Find The Multiple
Time Limit: 1000MS Memory Limit: 10000K
Total Submissions: 35088 Accepted: 14644 Special Judge
Description
Given a positive integer n, write a program to find out a nonzero multiple m of n whose decimal representation contains only the digits 0 and 1. You may assume that n is not greater than 200 and there is a corresponding m containing no more than 100 decimal digits.
Input
The input file may contain multiple test cases. Each line contains a value of n (1 <= n <= 200). A line containing a zero terminates the input.
Output
For each value of n in the input print a line containing the corresponding value of m. The decimal representation of m must not contain more than 100 digits.

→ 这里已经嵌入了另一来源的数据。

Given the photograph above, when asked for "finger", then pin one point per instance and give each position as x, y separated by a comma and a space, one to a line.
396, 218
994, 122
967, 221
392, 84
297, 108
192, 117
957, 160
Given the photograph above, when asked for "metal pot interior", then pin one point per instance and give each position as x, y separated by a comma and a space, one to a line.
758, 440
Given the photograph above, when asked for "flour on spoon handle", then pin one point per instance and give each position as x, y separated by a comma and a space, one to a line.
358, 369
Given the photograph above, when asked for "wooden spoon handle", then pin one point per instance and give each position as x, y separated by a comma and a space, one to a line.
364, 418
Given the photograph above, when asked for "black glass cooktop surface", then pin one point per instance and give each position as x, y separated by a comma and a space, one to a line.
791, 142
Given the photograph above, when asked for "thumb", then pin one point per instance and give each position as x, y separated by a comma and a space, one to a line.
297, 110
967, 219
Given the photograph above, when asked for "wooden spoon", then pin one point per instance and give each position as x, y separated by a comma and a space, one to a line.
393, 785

If there are multiple solutions for a given value of n, any one of them is acceptable.
Sample Input
2
6
19
0
Sample Output
10
100100100100100100
111111111111111111
题意:就是给定一个数,找到一个只由0,1组成的数并且可以整除给定的数
思路:直接一个搜索就可以,操作就有两个,一个是10,另个是10+1,这道题深搜广搜都是可以的,但还有一种很有意思的解法。
code:
#include <iostream>
#include <cstdio>
#include <cstring>
using namespace std;
long long mod[1000000];
int main(){
int n;
while(~scanf("%d",&n)&&n){
int i;
for(i = 1;; i++){//这里要从一开始,为什么看下面
mod[i] = mod[i/2]*10+i%2;//这时关键语句,实际上和上一个代码的深搜是一个道理,只不过用循环代替了,很巧妙,我们来分析一下
//因为每次只有两个操作,所以第i个数,应该由第i/2个数*10或者*10+1得到,因为每次都要乘十,所以每次都乘,只不过就是加一或者不加的问题
//这里就巧妙用到下标奇偶性质,奇数模2为1,就相当与加一,而偶数相当于不加,所以下标从1开始是方便的,你可能问开始的两个加一或不加会不会出现零,因为题目要求不能出现
//零,不会,因为第一个是1,第二个发现虽然不加1但是2/2=1了所以第二个元素还是1,所以从下标1开始很神奇!
if(mod[i]%n==0){
printf("%lld\n",mod[i]);
break;
}
}
}
return 0;
}